Berdasarkan laporan Ketua UKP4 (Unit Kerja Bidang Pengawasan dan Pengendalian Pembangunan) Kuntoro Mangkusubroto, menteri Kabinet Indonesia Bersatu jilid II yang mendapat rapor merah adalah Menteri Pekerjaan Umum Joko Kirmanto, Menteri Komunikasi dan Informatika, Kepala Bakosutarnal, Menteri Hukum dan HAM Patrialis Akbar, , serta Kepala Badan Nasional Penanggulangan Bencana. Namun tampaknya tidak ada yang bisa tahu bahwa siapa saja yang layak diganti kecuali SBY. Dasar pertimbangan tersebut bisa saja tidak hanya dipengaruhi kinerja tetapi perkembangan politik terutama semakin mesranya PDI Perjuangan dan Partai Golkar dengan partai penguasa sekarang ini. SBY tampaknya tidak ingin kerjanya direcoki oposisi dan DPR yang kadang tidak logis dan realistis dalam mengkritik pemerintah.
Sayangnya selama ini desakan reshuffle itu timbul bukan atas penilaian kinerja menteri dan kasus pelanggaran hukum dan moral tetapi karena desakan politik dan tekanan publik dan media masa yang tidak berdasarkan fakta. Bisa saja penilaian masyarakat dan media masa mungkin bisa saja dijadikan referensi tetapi bukan pertimbangan utama. Karena penilaian masyarakat dan media masa kadang banyak dipengaruhi oleh kepentingan individu dan kelompok tertentu.
Reshuffle kabinet ini merusak perjuangan demokrasi yang telah dilalukan oleh masyarakat Indonesia. Yang mana ini dibuktikan oleh pemilihan umum secara langsung. Memang ketika pemilihan rakyat tidak begitu tahu banyak tentang detail orang siapa yang dipilih. Karena mereka hanya tahu memilih partai-partai yang akan duduk di kursi DPR. Yang mereka harap dapat menyalurkan aspirasi mereka. Dan ketika masyarakat sudah percaya ke beberapa pihak partai. Presiden malah mencobak-cabik nilai demokrasi itu dengan melakukan reshuffle kabinet. Apa yang sekarang ingin dikomunikasikan oleh presiden dengan kebijakannya itu.

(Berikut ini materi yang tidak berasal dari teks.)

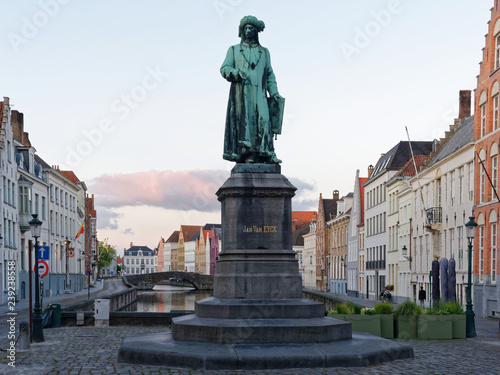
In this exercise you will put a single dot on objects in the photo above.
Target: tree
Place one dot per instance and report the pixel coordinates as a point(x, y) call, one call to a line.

Banyak argument yang muncul dari rencana reshuffle kabinet saat ini. Salah satunya adalah pendapat bahwa tidak lain dan tidak bukan yang akan tersampaikan dari komunikasi politik yang dilakukan presiden dengan mereshuffle kabinetnya adalah presiden hanya ingin membentuk sebuah tim yang bisa mendukung dan mempertahankannya. Presiden tidak ingin ada partai atau menteri yang menghambat kekuasaannya. Dan tentunya ini akan menimbulkan konflik di masa mendatang. Kejengahan masyarakat akan berujung pada sebuah benturan yang jika tidak diselesaikan dari sekarang akan menjadi masalah besar. Mungkin bagi golongan yang tidak berpendidikan isu ini tidak berpengaruh apa-apa. Karena mereka hanya tahu bagaimana cara mengisi perut mereka. Tapi tidak menutup kemungkinan bahwa presiden SBY akan berakhir seperti mantan presiden soeharto yang digulingkan oleh mahasiswa atau dalam arti kaum yang berpendidikan karena salah dalam mengambil kebijakan.
Miris memang jika kita melihat fenomena politik di Indonesia saat itu, tampaknya jabatan profesional tidak akan banyak menjadi pergantian. Sebaliknya jabatan “politis” menteri mungkin yang akan jadi pergantian. Seharusnya SBY jangan mudah terpancing dengan desakan Reshuffle kabinet yang dilakukan masyarakat, media masa atau kelompok masyarakat tertentu tanpa pertimbangan professional.